At twelve minutes of twelve Rajandra Das was awakened by a small explosion at the base of his spine. Stars blazed before his eyes, he gasped and gaped for breath, winded, agonized. There was another explosion, and another. Rajandra Das was now sufficiently awake to recognize them as kicks to his kidneys. Too winded even to howl, he rolled over and a bristling, sweaty face breathed a foul miasma over him.

“No good goddamn freeloading lazy bum of a tramp,” growled the greasy face. A foot drew back for another kick.

“No no no no no no no no no, no no don’t kick,” wailed Rajandra Das, finding the air in some pocket of his lungs to plead, hands raised up in futile defence.

“No good goddamn freeloading lazy bum of a tramp,” said bristle-breath again, for emphasis, and kicked the wind out of Rajandra Das. A hand grabbed Rajandra Das’s threadbare coat and lifted him.

“Off you go,” said the face, dragging Rajandra Das to the open door. Red desert sped by beneath the wheels.

“No no no no no,” pleased Rajandra Das. “Not here, not in the desert. It’s murder!”

“What do I care?” grumbled the sweaty face, but some vestige of decency untouched by Bethlehem Ares Railroads must have been stroked, for he set Rajandra Das down on a heap of mango boxes and sat down to watch him, tapping his nightstick against his thigh. “Next place we so much as slow down, you going off.” Rajandra Das said nothing. He was feeling his bruises turn purple up and down his back.
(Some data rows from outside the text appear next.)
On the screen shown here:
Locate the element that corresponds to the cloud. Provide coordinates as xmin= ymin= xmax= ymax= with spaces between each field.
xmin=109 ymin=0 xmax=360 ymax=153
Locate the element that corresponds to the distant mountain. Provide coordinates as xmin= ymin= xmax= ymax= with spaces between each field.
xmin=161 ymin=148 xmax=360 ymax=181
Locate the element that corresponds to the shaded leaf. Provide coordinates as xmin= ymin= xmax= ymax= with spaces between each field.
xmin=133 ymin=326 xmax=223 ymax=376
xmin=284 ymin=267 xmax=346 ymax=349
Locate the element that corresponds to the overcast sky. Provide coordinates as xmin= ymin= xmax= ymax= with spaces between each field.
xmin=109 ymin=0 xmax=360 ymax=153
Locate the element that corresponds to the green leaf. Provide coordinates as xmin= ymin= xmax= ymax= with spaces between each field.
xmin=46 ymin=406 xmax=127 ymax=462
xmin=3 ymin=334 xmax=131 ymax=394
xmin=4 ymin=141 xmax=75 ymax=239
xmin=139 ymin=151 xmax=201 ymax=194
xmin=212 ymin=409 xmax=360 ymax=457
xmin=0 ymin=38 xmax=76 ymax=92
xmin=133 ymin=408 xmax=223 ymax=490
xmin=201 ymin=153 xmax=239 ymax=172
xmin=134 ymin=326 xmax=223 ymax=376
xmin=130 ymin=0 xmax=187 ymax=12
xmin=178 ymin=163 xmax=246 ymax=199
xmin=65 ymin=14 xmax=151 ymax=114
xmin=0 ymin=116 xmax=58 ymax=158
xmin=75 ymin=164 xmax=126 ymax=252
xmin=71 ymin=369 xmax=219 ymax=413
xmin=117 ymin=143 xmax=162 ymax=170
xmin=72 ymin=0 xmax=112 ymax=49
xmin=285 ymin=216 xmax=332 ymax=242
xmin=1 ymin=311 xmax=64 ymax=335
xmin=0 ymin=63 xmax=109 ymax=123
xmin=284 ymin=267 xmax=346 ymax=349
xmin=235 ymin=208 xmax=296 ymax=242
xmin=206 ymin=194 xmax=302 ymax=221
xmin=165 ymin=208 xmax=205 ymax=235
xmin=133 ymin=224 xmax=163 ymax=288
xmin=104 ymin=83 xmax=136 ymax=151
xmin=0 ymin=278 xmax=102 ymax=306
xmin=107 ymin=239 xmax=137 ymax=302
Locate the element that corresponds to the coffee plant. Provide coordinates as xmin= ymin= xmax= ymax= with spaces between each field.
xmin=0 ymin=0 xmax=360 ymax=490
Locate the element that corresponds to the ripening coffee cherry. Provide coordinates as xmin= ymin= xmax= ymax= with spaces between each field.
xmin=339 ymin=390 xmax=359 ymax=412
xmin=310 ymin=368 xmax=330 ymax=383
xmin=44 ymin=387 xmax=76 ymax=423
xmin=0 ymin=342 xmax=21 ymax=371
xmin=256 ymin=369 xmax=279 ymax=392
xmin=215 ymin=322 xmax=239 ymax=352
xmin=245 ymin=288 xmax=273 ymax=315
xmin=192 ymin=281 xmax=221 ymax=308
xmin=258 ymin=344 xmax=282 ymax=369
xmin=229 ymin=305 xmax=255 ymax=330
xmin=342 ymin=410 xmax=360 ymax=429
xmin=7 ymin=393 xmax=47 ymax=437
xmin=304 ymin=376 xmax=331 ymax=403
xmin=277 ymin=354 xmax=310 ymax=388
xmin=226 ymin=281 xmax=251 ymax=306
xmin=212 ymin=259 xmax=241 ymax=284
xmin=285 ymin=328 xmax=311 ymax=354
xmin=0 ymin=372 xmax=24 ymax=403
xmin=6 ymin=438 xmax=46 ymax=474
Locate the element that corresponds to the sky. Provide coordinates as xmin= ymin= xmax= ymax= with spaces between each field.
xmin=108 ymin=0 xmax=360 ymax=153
After half an hour the car jolted. Rajandra Das could tell from the pressure on his purple bruises that the train was slowing.

“Where are we, hey? Someplace civilized?”

The guard smiled, showing a wicket of rotting teeth. The train slowed. With a gritty grinding of brakes, the train stopped. The guard slid the door open, admitting a blaze of brilliant sunshine.

“Hey hey hey, what is this?” said Rajandra Das, blinking and blinded. Then he found himself lying on hard dirt with the wind knocked out of him again. His canvas bag thumped painfully onto his chest. Whistles blew, steam hissed, pistons churned. A trickle of burning hot liquid ran down Rajandra Das’s face. Blood! he thought, then blinked, spat, sat up. The guard was urinating on him, laughing uproariously as he tucked his warty member back into his rancid pants. The train blew and moved off.

“Bastards,” said Rajandra Das to the railroad company in general. He wiped his face clean with his sleeve. The urine formed a dark red stain in the dust. It might well have been blood. Rajandra Das took a long look from the sitting position at the place he had landed in. Low adobe houses, a white wall or two, some greenery, some trees, some wind-pumps, a handful of large lozenge-shaped solar collectors and a stubby microwave relay tower on top of a pile of rocks that looked as if someone lived in them.

“It’ll do,” said Rajandra Das, beloved of tombolas and trains and boxcars but not guards, never guards of the Bethlehem Ares Railroad Company. Figures were approaching, indistinct in the noontime heat-haze. Rajandra Das picked himself up and went to meet his new hosts.

“Hey,” he said, “there wouldn’t be any picture postcards of this place, would there?”